20 de octubre 2010 - 00:00

Cupones bursátiles

De la primera rueda de la semana, donde dijeron muy poco los índices de las líderes, se nos ocurrió que las luces del foco debían centralizar en un aspecto de la Bolsa local. Porque había un dato -no de los que más se difunden masivamente- que resultaba no encajar, con lo mediocre de los números principales.

Y esto pasaba porque ante un Merval que apenas subía un medio por cuanto, con volumen mediano de 62 millones de pesos efectivos, las únicas líderes que llamaban cierta atención eran las del conglomerado del grupo Pampa, con ella a la cabeza, más Edenor y Transener.

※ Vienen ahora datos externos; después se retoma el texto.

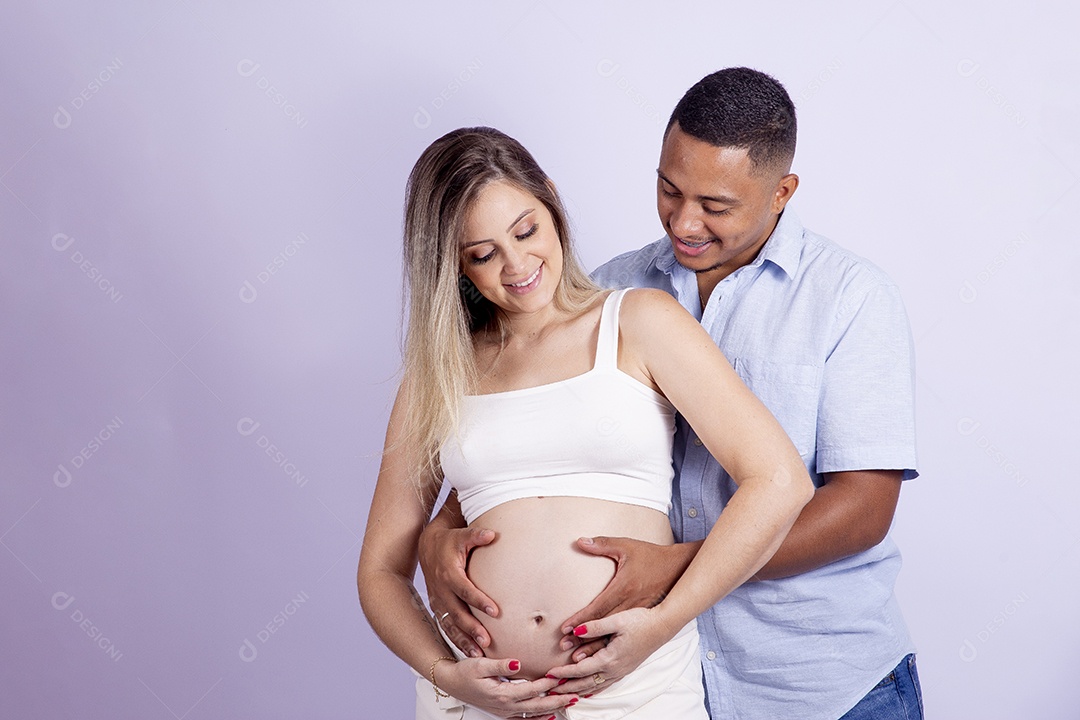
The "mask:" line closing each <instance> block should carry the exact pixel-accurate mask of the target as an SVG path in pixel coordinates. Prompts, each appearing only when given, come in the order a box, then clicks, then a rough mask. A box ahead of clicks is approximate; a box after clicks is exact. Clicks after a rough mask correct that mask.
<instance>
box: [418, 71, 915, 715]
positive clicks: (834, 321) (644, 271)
mask: <svg viewBox="0 0 1080 720" xmlns="http://www.w3.org/2000/svg"><path fill="white" fill-rule="evenodd" d="M795 139H796V121H795V108H794V106H793V104H792V101H791V98H789V97H788V95H787V93H786V92H785V91H784V89H783V86H782V85H781V84H780V83H779V82H777V81H775V80H774V79H772V78H770V77H769V76H767V74H764V73H761V72H757V71H755V70H751V69H747V68H729V69H726V70H721V71H719V72H716V73H713V74H711V76H707V77H706V78H704V79H703V80H701V81H700V82H699V83H697V84H696V85H694V86H693V87H691V89H690V90H689V91H688V92H687V94H686V95H685V96H684V97H683V99H681V100H680V101H679V104H678V105H677V106H676V108H675V111H674V112H673V113H672V118H671V120H670V122H669V125H667V128H666V131H665V135H664V140H663V146H662V150H661V155H660V166H659V169H658V178H657V206H658V210H659V214H660V219H661V221H662V223H663V226H664V229H665V230H666V237H664V239H662V240H660V241H657V242H656V243H652V244H651V245H647V246H646V247H644V248H642V249H639V250H636V252H633V253H629V254H625V255H622V256H620V257H618V258H616V259H613V260H611V261H610V262H608V263H606V264H604V266H603V267H600V268H599V269H598V270H597V271H596V272H595V273H594V277H595V280H596V281H597V282H598V283H599V284H602V285H605V286H611V287H624V286H645V287H656V288H661V289H663V290H666V291H667V293H671V294H672V295H673V296H674V297H675V298H676V299H678V301H679V302H680V303H681V304H683V305H684V307H685V308H686V309H687V310H688V311H689V312H690V313H691V314H693V315H694V316H696V317H697V318H698V320H699V321H700V322H701V324H702V325H703V326H704V327H705V329H706V330H707V331H708V332H710V335H711V336H712V337H713V339H714V340H715V341H716V343H717V344H718V345H719V348H720V350H723V351H724V353H725V355H726V356H727V357H728V359H729V362H731V363H732V365H733V366H734V369H735V370H737V372H738V373H739V375H740V377H741V378H742V379H743V380H744V381H745V382H746V384H747V385H748V386H750V389H751V390H752V391H754V393H755V394H756V395H757V396H758V397H759V398H760V399H761V400H762V402H764V403H765V404H766V406H768V407H769V409H770V410H771V411H772V412H773V415H774V416H775V417H777V419H778V420H779V421H780V423H781V424H782V425H783V426H784V430H785V431H786V432H787V433H788V435H789V436H791V438H792V440H793V441H794V444H795V446H796V448H798V450H799V452H800V453H801V454H802V458H804V461H805V462H806V464H807V467H808V470H809V471H810V474H811V477H813V479H814V484H815V485H816V486H818V490H816V492H815V494H814V498H813V500H811V501H810V503H809V504H808V505H807V506H806V508H805V510H804V512H802V514H801V515H800V517H799V519H798V521H797V522H796V524H795V526H794V527H793V529H792V531H791V533H789V534H788V536H787V539H786V540H785V541H784V543H783V545H782V546H781V548H780V549H779V551H778V553H777V554H775V556H774V557H773V558H772V559H771V560H770V561H769V563H768V565H767V566H766V567H765V568H764V569H762V570H761V571H760V572H759V573H758V575H757V576H756V578H755V579H754V580H753V581H751V582H747V583H746V584H744V585H743V586H742V587H740V588H737V589H735V590H733V592H732V593H731V594H730V595H729V596H727V597H726V598H724V599H723V600H721V601H720V602H718V603H717V604H716V606H714V607H713V608H712V609H711V610H710V611H708V612H706V613H704V614H703V615H701V617H699V621H698V624H699V630H700V633H701V651H702V666H703V669H704V678H705V684H706V691H707V699H708V707H710V714H711V717H713V718H714V720H716V719H719V718H770V719H772V718H800V719H801V718H839V717H841V716H842V717H843V718H847V719H860V718H875V719H877V718H919V717H922V703H921V695H920V690H919V684H918V676H917V671H916V667H915V656H914V647H913V644H912V641H910V639H909V637H908V635H907V630H906V627H905V624H904V620H903V616H902V615H901V613H900V609H899V607H897V604H896V600H895V597H894V595H893V586H894V582H895V578H896V573H897V572H899V570H900V565H901V560H900V554H899V551H897V549H896V546H895V545H894V543H893V542H892V540H891V539H890V538H889V535H888V531H889V527H890V525H891V522H892V517H893V513H894V511H895V506H896V500H897V497H899V493H900V486H901V484H902V480H903V479H908V478H913V477H916V476H917V472H916V471H915V431H914V372H913V350H912V341H910V332H909V330H908V325H907V318H906V315H905V312H904V308H903V303H902V301H901V298H900V294H899V291H897V289H896V287H895V285H893V284H892V282H891V281H890V280H889V279H888V277H887V276H886V275H885V273H882V272H881V271H880V270H878V269H877V268H875V267H874V266H873V264H870V263H868V262H866V261H865V260H863V259H861V258H859V257H856V256H855V255H853V254H851V253H849V252H847V250H843V249H842V248H840V247H838V246H837V245H835V244H834V243H832V242H831V241H828V240H827V239H825V237H822V236H821V235H816V234H814V233H812V232H810V231H808V230H806V229H805V228H802V226H801V223H800V222H799V220H798V218H797V217H796V216H795V215H794V214H793V213H792V212H791V210H786V212H785V209H784V208H785V206H786V204H787V202H788V201H789V200H791V198H792V195H793V194H794V193H795V190H796V189H797V188H798V184H799V180H798V177H797V176H796V175H793V174H791V172H789V171H791V163H792V159H793V157H794V154H795ZM674 462H675V468H676V483H675V487H674V489H673V508H672V526H673V529H674V531H675V536H676V540H677V542H678V543H679V544H676V545H673V546H671V547H661V546H654V545H648V544H646V543H638V542H633V541H629V540H625V539H605V538H597V539H593V540H592V541H591V542H589V541H584V542H582V543H581V548H582V549H583V551H584V552H589V553H593V554H597V555H606V556H609V557H612V558H613V559H615V560H616V562H617V567H618V571H617V574H616V578H615V579H613V580H612V581H611V583H610V584H609V585H608V587H607V588H606V589H605V592H604V593H603V594H602V595H600V596H599V597H597V598H596V600H594V601H593V602H592V603H591V604H590V606H589V607H588V608H584V609H583V610H582V611H581V612H579V613H578V614H577V615H575V616H573V617H571V619H568V621H567V623H565V624H564V631H569V628H572V627H573V626H575V625H577V624H578V623H581V622H584V621H586V620H591V619H595V617H599V616H605V615H607V614H609V613H610V612H613V611H617V610H621V609H624V608H627V607H634V606H644V604H651V603H654V602H657V601H659V599H660V598H662V597H663V594H664V593H665V592H666V590H667V589H670V588H671V586H672V585H673V584H674V583H675V582H676V581H677V579H678V575H679V574H680V573H681V570H683V569H685V567H686V566H687V565H688V563H689V561H690V560H691V559H692V557H693V554H694V553H696V551H697V547H698V546H699V545H700V543H701V541H702V540H703V539H704V536H705V534H706V533H707V532H708V530H710V528H712V526H713V524H714V522H715V521H716V519H717V517H718V516H719V514H720V512H721V511H723V510H724V506H725V504H726V503H727V501H728V499H730V497H731V494H732V493H733V492H734V490H735V487H734V485H733V483H732V481H731V478H730V477H729V476H728V475H727V473H726V472H725V471H724V468H723V467H720V466H719V465H718V463H716V461H715V460H714V459H713V458H712V457H711V456H710V454H708V451H707V450H706V449H705V448H704V447H703V445H702V444H701V441H700V440H698V439H697V435H696V433H694V432H693V429H691V427H689V426H688V425H687V424H686V422H685V421H683V420H681V419H679V422H678V427H677V434H676V438H675V458H674ZM455 524H457V522H456V521H455V520H454V519H451V518H449V516H448V515H444V516H443V517H442V518H440V519H437V520H434V521H433V524H432V527H431V529H430V531H429V532H426V536H424V538H423V540H422V541H421V565H422V567H423V569H424V575H426V578H428V579H429V596H430V598H431V603H432V607H433V609H434V610H435V611H436V613H437V614H440V615H442V614H443V613H444V612H449V615H450V616H449V617H448V619H445V620H444V626H445V627H447V633H448V634H449V636H450V637H451V639H454V640H455V641H456V642H458V643H459V646H460V647H461V648H462V650H464V651H465V652H472V653H476V652H478V649H477V648H476V646H475V644H474V643H473V642H472V641H471V640H470V639H468V637H467V636H465V633H468V634H469V635H471V636H474V637H475V638H476V640H477V641H478V642H480V643H481V644H486V635H485V633H484V630H483V628H482V626H481V625H480V624H478V623H476V622H475V621H474V619H472V617H471V615H467V613H464V612H462V610H463V604H462V603H461V601H460V600H458V597H460V598H462V599H463V600H465V601H468V602H469V603H470V604H473V606H474V607H477V608H482V609H483V608H490V609H491V610H495V604H494V602H491V601H490V599H489V598H487V597H486V596H484V595H483V594H482V593H480V590H478V589H476V588H475V587H474V586H472V584H471V583H469V581H468V579H465V576H464V572H463V569H464V561H465V557H467V554H468V552H469V551H470V549H471V548H472V547H474V546H476V545H480V544H486V543H488V542H490V541H491V540H492V539H494V538H492V536H491V533H484V532H483V531H480V530H447V527H450V526H451V525H455ZM450 557H453V558H454V561H453V562H449V561H448V560H447V558H450ZM429 570H430V574H429ZM564 642H565V643H566V644H565V647H566V648H569V647H571V646H570V644H569V642H570V640H569V637H568V638H566V639H565V640H564ZM594 651H595V647H586V648H583V649H582V650H581V651H580V652H577V653H575V658H576V660H577V658H578V657H579V656H581V655H583V654H584V653H591V652H594ZM588 684H589V679H583V680H572V681H570V682H568V683H567V684H565V685H564V688H562V689H561V690H567V691H571V692H580V693H584V692H589V690H588Z"/></svg>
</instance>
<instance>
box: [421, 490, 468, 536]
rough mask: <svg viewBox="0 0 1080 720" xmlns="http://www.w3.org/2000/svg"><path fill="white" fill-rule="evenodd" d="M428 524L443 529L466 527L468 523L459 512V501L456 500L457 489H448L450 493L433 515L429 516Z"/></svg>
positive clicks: (460, 510)
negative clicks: (448, 489)
mask: <svg viewBox="0 0 1080 720" xmlns="http://www.w3.org/2000/svg"><path fill="white" fill-rule="evenodd" d="M429 525H433V526H435V527H436V528H440V529H445V530H453V529H455V528H464V527H468V525H469V524H468V522H465V516H464V515H463V514H462V513H461V503H459V502H458V493H457V491H455V490H450V494H448V495H447V497H446V502H445V503H443V506H442V507H441V508H438V512H437V513H436V514H435V516H434V517H432V518H431V520H430V522H429Z"/></svg>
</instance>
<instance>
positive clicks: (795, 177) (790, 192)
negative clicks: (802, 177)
mask: <svg viewBox="0 0 1080 720" xmlns="http://www.w3.org/2000/svg"><path fill="white" fill-rule="evenodd" d="M798 187H799V176H798V175H796V174H795V173H788V174H787V175H785V176H784V177H782V178H780V180H779V181H778V182H777V189H775V190H773V192H772V212H773V213H775V214H777V215H779V214H780V213H782V212H783V209H784V206H785V205H787V201H788V200H791V199H792V195H794V194H795V191H796V190H798Z"/></svg>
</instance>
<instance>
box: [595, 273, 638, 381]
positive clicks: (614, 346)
mask: <svg viewBox="0 0 1080 720" xmlns="http://www.w3.org/2000/svg"><path fill="white" fill-rule="evenodd" d="M629 289H630V288H629V287H624V288H622V289H621V290H613V291H612V293H609V294H608V296H607V298H605V299H604V308H603V309H602V310H600V330H599V335H598V337H597V338H596V365H595V366H596V368H616V367H618V363H619V307H620V304H621V303H622V296H624V295H625V294H626V290H629Z"/></svg>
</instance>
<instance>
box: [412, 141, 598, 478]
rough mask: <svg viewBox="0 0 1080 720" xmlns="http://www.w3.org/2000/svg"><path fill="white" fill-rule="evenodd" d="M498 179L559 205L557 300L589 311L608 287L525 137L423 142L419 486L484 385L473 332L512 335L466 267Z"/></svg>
mask: <svg viewBox="0 0 1080 720" xmlns="http://www.w3.org/2000/svg"><path fill="white" fill-rule="evenodd" d="M496 181H504V182H509V184H511V185H513V186H514V187H516V188H518V189H519V190H522V191H524V192H528V193H530V194H532V195H534V196H536V198H537V200H539V201H540V202H542V203H543V204H544V206H545V207H546V208H548V212H549V213H551V217H552V221H553V223H554V226H555V230H556V232H557V233H558V239H559V244H561V245H562V248H563V274H562V276H561V277H559V281H558V285H557V287H556V289H555V297H554V301H555V305H556V307H557V308H559V309H561V310H566V311H570V312H581V311H583V310H584V309H585V308H586V307H588V305H589V303H590V300H591V299H592V298H593V297H594V296H595V294H596V293H597V291H598V289H599V288H597V287H596V285H594V284H593V282H592V281H591V280H590V279H589V275H588V274H586V273H585V271H584V270H583V269H582V267H581V264H580V263H579V262H578V260H577V258H576V256H575V254H573V249H572V245H571V242H570V230H569V225H568V221H567V215H566V208H565V207H564V206H563V201H562V200H561V199H559V196H558V193H557V192H556V190H555V186H554V184H552V182H551V180H550V179H549V178H548V176H546V175H545V174H544V172H543V171H542V169H541V168H540V165H539V164H537V161H536V160H535V159H534V158H532V155H531V154H530V153H529V151H528V150H526V149H525V148H524V147H523V146H522V144H521V142H518V141H517V140H515V139H514V138H512V137H510V136H509V135H505V134H504V133H501V132H499V131H497V130H494V128H491V127H462V128H459V130H456V131H453V132H450V133H447V134H446V135H444V136H443V137H441V138H438V139H437V140H435V141H434V142H432V144H431V145H430V146H429V147H428V149H427V150H424V151H423V153H422V154H421V155H420V159H419V160H417V162H416V165H415V166H414V167H413V172H411V173H410V174H409V178H408V186H407V188H406V200H405V233H404V234H405V263H404V271H405V285H406V288H407V290H406V291H407V298H408V329H407V331H406V336H405V371H404V378H403V383H404V384H405V385H406V390H407V398H408V405H407V407H406V408H405V418H404V427H403V433H402V435H401V437H402V441H403V443H406V444H408V446H409V447H410V452H409V454H410V456H411V457H414V458H417V459H418V463H419V465H420V466H419V467H416V472H417V477H416V479H417V483H418V485H419V486H427V485H428V484H427V483H424V481H423V480H424V479H431V478H435V479H437V478H441V476H442V472H441V468H440V466H438V449H440V447H441V446H442V444H443V441H444V440H445V439H446V438H447V437H449V435H450V434H451V433H454V432H456V430H457V422H458V411H459V408H460V404H461V398H462V397H463V396H464V395H467V394H469V393H470V392H472V391H473V390H474V389H475V382H476V376H477V370H476V358H475V353H474V351H473V341H472V335H473V334H474V332H480V331H488V332H492V331H494V332H495V334H497V335H499V337H500V338H504V331H505V328H504V326H503V321H502V317H501V314H500V312H499V309H498V308H497V307H496V305H495V304H494V303H492V302H491V301H489V300H488V299H487V298H485V297H483V296H482V295H481V294H480V291H478V290H477V289H476V287H475V286H473V285H472V283H470V282H469V281H468V279H465V276H464V275H463V273H462V272H461V258H462V255H461V235H462V233H463V230H464V225H465V218H467V215H468V213H469V210H470V209H471V208H472V206H473V203H474V202H475V201H476V199H477V196H478V195H480V192H481V190H483V189H484V188H485V187H486V186H487V185H489V184H491V182H496ZM428 487H430V486H428ZM436 487H437V486H436Z"/></svg>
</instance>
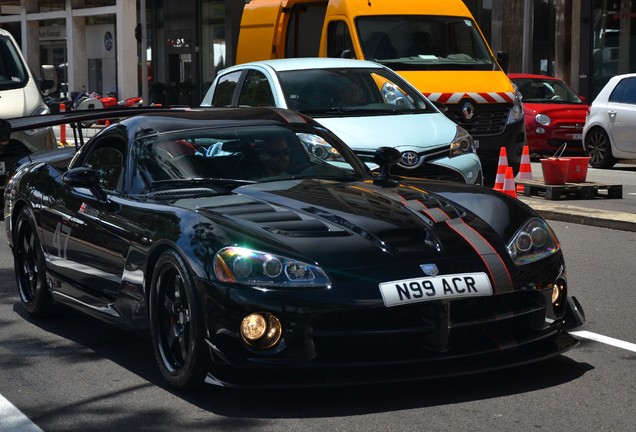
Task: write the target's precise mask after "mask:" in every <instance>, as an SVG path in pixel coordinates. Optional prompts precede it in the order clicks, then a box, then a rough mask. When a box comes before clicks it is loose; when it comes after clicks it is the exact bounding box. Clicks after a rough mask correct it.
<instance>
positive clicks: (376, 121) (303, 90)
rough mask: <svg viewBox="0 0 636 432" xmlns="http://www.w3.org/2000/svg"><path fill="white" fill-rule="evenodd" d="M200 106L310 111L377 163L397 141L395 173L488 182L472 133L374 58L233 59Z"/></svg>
mask: <svg viewBox="0 0 636 432" xmlns="http://www.w3.org/2000/svg"><path fill="white" fill-rule="evenodd" d="M201 105H202V106H214V107H227V106H231V107H236V106H276V107H279V108H290V109H293V110H296V111H298V112H300V113H303V114H306V115H309V116H311V117H313V118H314V119H315V120H316V121H318V122H319V123H320V124H322V125H323V126H325V127H326V128H327V129H330V130H331V131H332V132H334V133H335V134H336V135H337V136H338V137H339V138H340V139H342V140H343V141H344V142H345V143H346V144H348V145H349V147H351V148H352V149H353V150H354V151H355V152H356V153H357V154H358V155H359V156H360V157H361V158H362V159H363V160H364V161H365V162H366V163H367V164H368V165H369V166H370V167H371V168H372V169H375V168H377V165H375V164H374V163H373V155H374V154H375V151H376V150H377V149H378V148H380V147H383V146H390V147H395V148H397V149H398V150H400V151H401V152H402V158H401V160H400V162H399V163H398V165H396V166H394V169H393V170H392V172H393V173H394V174H397V175H402V176H407V177H419V178H434V179H442V180H452V181H458V182H461V183H468V184H478V185H481V184H483V174H482V167H481V163H480V160H479V157H478V156H477V154H476V153H475V144H474V141H473V139H472V137H471V136H470V134H468V132H466V130H464V129H463V128H461V127H459V126H457V125H456V124H455V123H454V122H453V121H451V120H449V119H448V118H447V117H446V116H445V115H444V114H442V113H441V112H440V111H439V110H438V109H437V108H436V107H435V106H434V105H433V104H432V103H431V102H429V101H428V100H427V99H426V98H425V97H424V96H423V95H422V94H421V93H420V92H419V91H417V90H416V89H415V88H414V87H412V86H411V85H410V84H409V83H407V82H406V81H404V79H402V78H401V77H400V76H399V75H397V74H396V73H395V72H393V71H392V70H391V69H389V68H386V67H384V66H382V65H379V64H377V63H374V62H369V61H361V60H351V59H334V58H296V59H278V60H267V61H259V62H252V63H245V64H241V65H237V66H232V67H229V68H227V69H224V70H222V71H221V72H219V74H218V76H217V77H216V79H215V80H214V82H213V83H212V85H211V86H210V89H209V90H208V92H207V94H206V95H205V98H204V99H203V102H202V103H201Z"/></svg>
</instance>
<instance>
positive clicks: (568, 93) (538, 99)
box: [512, 78, 584, 104]
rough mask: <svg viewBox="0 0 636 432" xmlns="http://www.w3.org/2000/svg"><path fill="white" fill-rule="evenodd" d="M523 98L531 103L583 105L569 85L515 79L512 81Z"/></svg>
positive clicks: (525, 79) (581, 102)
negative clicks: (520, 93)
mask: <svg viewBox="0 0 636 432" xmlns="http://www.w3.org/2000/svg"><path fill="white" fill-rule="evenodd" d="M512 82H514V83H515V84H516V85H517V87H518V88H519V91H520V92H521V96H522V97H523V102H530V103H555V104H558V103H570V104H572V103H573V104H583V103H584V102H583V101H582V100H581V98H580V97H579V96H578V95H577V94H576V93H575V92H574V90H572V89H571V88H570V87H569V86H568V85H567V84H565V83H564V82H561V81H555V80H542V79H532V78H515V79H513V80H512Z"/></svg>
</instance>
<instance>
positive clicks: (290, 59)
mask: <svg viewBox="0 0 636 432" xmlns="http://www.w3.org/2000/svg"><path fill="white" fill-rule="evenodd" d="M245 66H262V67H269V68H271V69H273V70H275V71H277V72H278V71H288V70H299V69H329V68H348V69H354V68H360V69H361V68H384V66H382V65H380V64H378V63H375V62H372V61H368V60H354V59H341V58H328V57H300V58H286V59H272V60H260V61H254V62H249V63H242V64H239V65H236V66H232V67H230V68H228V69H239V68H242V67H245Z"/></svg>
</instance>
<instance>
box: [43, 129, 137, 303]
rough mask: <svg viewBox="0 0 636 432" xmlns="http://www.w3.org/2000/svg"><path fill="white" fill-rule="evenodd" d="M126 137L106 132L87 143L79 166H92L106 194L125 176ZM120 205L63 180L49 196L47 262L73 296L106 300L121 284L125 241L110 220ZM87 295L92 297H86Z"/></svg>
mask: <svg viewBox="0 0 636 432" xmlns="http://www.w3.org/2000/svg"><path fill="white" fill-rule="evenodd" d="M125 148H126V145H125V142H124V141H123V140H122V139H120V138H114V137H105V138H102V139H100V140H98V141H97V142H93V143H91V149H90V151H89V152H88V154H86V155H85V157H84V158H83V162H82V163H81V166H83V167H86V168H91V169H93V170H95V171H96V172H97V174H98V176H99V186H100V188H101V189H102V190H103V191H104V192H106V194H107V195H108V196H115V195H120V194H121V190H122V184H123V177H124V166H125V160H126V157H125V154H126V151H125ZM120 208H121V207H120V206H119V205H116V204H114V203H113V202H112V201H110V200H106V201H105V200H103V199H98V198H97V197H96V196H95V194H94V193H93V192H92V191H91V190H89V189H88V188H84V187H72V186H69V185H64V187H63V188H62V189H61V190H60V192H59V193H58V194H57V195H53V196H52V197H51V202H50V208H49V210H50V211H49V213H50V215H49V217H48V218H46V219H47V221H48V228H47V231H48V232H51V233H52V237H51V238H50V239H49V241H48V242H47V243H48V251H47V252H48V255H49V257H50V258H49V260H50V268H51V270H53V271H55V272H56V273H57V274H58V275H60V276H61V277H62V278H61V279H62V280H63V281H64V282H63V283H62V286H61V287H59V291H60V292H68V293H69V294H72V295H73V296H74V297H77V296H78V290H79V291H82V292H83V293H85V295H86V297H85V300H84V301H85V303H87V304H94V302H96V301H104V302H106V303H108V302H109V301H111V300H113V299H114V298H115V297H116V296H117V293H118V292H119V288H120V285H121V278H122V274H123V268H124V259H123V256H124V251H125V249H126V243H125V241H124V240H123V238H124V236H123V235H117V232H118V231H119V232H122V233H123V232H125V227H115V226H113V221H114V220H117V218H113V215H116V213H118V212H119V211H120ZM91 299H93V300H92V301H91Z"/></svg>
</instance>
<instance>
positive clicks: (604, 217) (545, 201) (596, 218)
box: [519, 196, 636, 232]
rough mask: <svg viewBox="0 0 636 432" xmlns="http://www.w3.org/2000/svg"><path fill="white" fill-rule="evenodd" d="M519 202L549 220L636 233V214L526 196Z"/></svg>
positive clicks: (524, 196)
mask: <svg viewBox="0 0 636 432" xmlns="http://www.w3.org/2000/svg"><path fill="white" fill-rule="evenodd" d="M519 200H520V201H523V202H524V203H526V204H528V205H529V206H530V207H532V208H533V209H534V210H536V211H537V212H539V213H540V214H541V216H543V217H544V218H545V219H548V220H554V221H559V222H571V223H575V224H579V225H589V226H596V227H602V228H610V229H616V230H622V231H634V232H636V214H634V213H624V212H616V211H608V210H599V209H594V208H586V207H579V206H574V205H569V204H563V201H546V200H544V199H540V198H531V197H525V196H520V197H519Z"/></svg>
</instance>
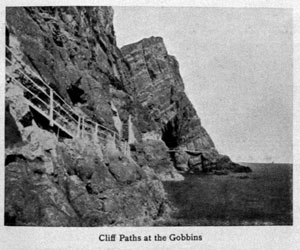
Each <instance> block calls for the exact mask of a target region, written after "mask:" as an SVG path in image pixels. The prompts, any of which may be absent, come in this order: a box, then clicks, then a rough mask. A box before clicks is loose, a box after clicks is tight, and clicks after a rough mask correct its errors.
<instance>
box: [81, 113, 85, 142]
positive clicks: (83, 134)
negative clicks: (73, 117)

Por allí moría el atractivo, sobre lo principal del escenario. Pero, había una cuenta en las diferencias totales de papeles con alzas y con bajas, que arrojaron nada menos que 53 con repuntes importantes en varias de ellas, frente a solamente 13 descensos. Propio esto de las ruedas netamente favorables, bien firmes en todos sentidos y con Merval dejando muy buena suma porcentual.

Esta vez no, resultaba que se había producido una rueda como en beneficio a los mineros chilenos. Operadores abriendo el juego, buscando vetas en plazas de las que no revistan en las nóminas principales del mercado. El lunes se formó un podio de papeles de menor calado y donde esas cinco subieron desde un 5,7%, para pasar a las restantes con utilidad diaria de más del 7 por ciento.

No nos interesa nombrarlos, para que no se pueda generar ninguna idea de inducción hacia éstos, porque -además- pudieron ser ellas, a otro grupo similar de iguales características.

Lo que queremos dejarle al lector no demasiado advertido -que los veteranos lo saben bien- es que tal desplazamiento de la demanda hacia tipo de acciones que no gozan de gran liquidez -en general, porque hay poco capital en oferta- se produce en mercados que están en pleno «boom» de crecimiento. Y donde el operador desestima el riesgo de la baja liquidez, en función de buscar saltos importantes de cotizaciones en esos títulos. Como lo que se produjo en la fecha del lunes. Es como que la idea de que el comportamiento tan atípico de los mercados, opuestos a las señales que les llegan, habrá de continuar en un largo período más.

Una muestra de optimismo y confianza en que el di-nero fácil siga lloviendo. ¿Será así?